Suppose you have a 19x19 grid; two anchor boxes, one wide and low, one tall and skinny; and a person right in the center of a training image. The grid cell index would be (8,8) - center cell of a 19x19 grid. The anchor box index would be 1, since the IOU of the person object ground truth bounding box can be assumed higher with the tall and skinny anchor box than for the wide and low anchor box. This example therefore would have a 19x19x2 grid of vectors that was zero everywhere except at (8,8,1). At that location the ground truth vector would be filled out with a 1 for object present, the correct center indices, the correct object shape values, and the correct class index (note it need not be 1 since there will likely be far fewer anchor boxes than class types and no reason to assume the indices synch).

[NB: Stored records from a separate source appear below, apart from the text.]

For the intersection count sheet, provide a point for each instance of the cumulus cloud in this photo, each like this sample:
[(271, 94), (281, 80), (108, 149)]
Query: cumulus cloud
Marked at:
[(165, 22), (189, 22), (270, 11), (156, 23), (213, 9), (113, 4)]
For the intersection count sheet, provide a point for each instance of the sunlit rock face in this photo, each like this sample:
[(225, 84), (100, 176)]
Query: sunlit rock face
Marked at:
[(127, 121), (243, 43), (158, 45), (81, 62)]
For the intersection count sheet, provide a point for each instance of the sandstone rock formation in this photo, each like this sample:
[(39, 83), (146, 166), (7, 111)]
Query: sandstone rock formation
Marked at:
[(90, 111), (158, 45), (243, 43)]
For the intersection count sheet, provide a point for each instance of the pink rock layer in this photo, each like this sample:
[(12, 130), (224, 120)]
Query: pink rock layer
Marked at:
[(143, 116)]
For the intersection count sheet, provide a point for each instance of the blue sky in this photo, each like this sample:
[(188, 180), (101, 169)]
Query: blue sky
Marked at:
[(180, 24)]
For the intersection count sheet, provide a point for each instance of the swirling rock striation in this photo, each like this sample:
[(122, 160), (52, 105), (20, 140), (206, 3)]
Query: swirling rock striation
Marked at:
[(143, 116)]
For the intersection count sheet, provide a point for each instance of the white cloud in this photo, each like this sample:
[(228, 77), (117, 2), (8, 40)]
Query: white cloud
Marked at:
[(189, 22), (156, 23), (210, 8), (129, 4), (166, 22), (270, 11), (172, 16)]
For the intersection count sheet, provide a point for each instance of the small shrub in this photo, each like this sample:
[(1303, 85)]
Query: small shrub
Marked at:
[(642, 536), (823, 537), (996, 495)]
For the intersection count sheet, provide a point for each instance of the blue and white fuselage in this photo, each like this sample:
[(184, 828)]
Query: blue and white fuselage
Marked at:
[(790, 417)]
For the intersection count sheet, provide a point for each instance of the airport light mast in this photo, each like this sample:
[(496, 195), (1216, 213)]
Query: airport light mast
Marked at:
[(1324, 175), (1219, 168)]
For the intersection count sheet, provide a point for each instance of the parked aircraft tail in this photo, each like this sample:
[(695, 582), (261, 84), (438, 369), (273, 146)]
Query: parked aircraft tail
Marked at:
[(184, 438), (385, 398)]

Training now proceeds as expected, with backprop driving predicted values \hat{y} towards the ground truth values y , meaning towards zero everywhere but at the (8,8,1) detector.

Note that if the car and person are both in the center of the image, then both the (8,8,0) and the (8,8,1) locations would have non-zero y and \hat{y}

Prediction
As implied above, during forward prop every detector produces an output vector based on its training. For the example image discussed, if training has gone well, all but two detectors will predict either no object or at least one with low confidence that thresholds out. You end up with two object detections, one for the car, and one for the person. Note that we will assume that these have low IOU, even though their centers are colocated, because their shapes are distinct. Thus they will both survive non-max-suppression.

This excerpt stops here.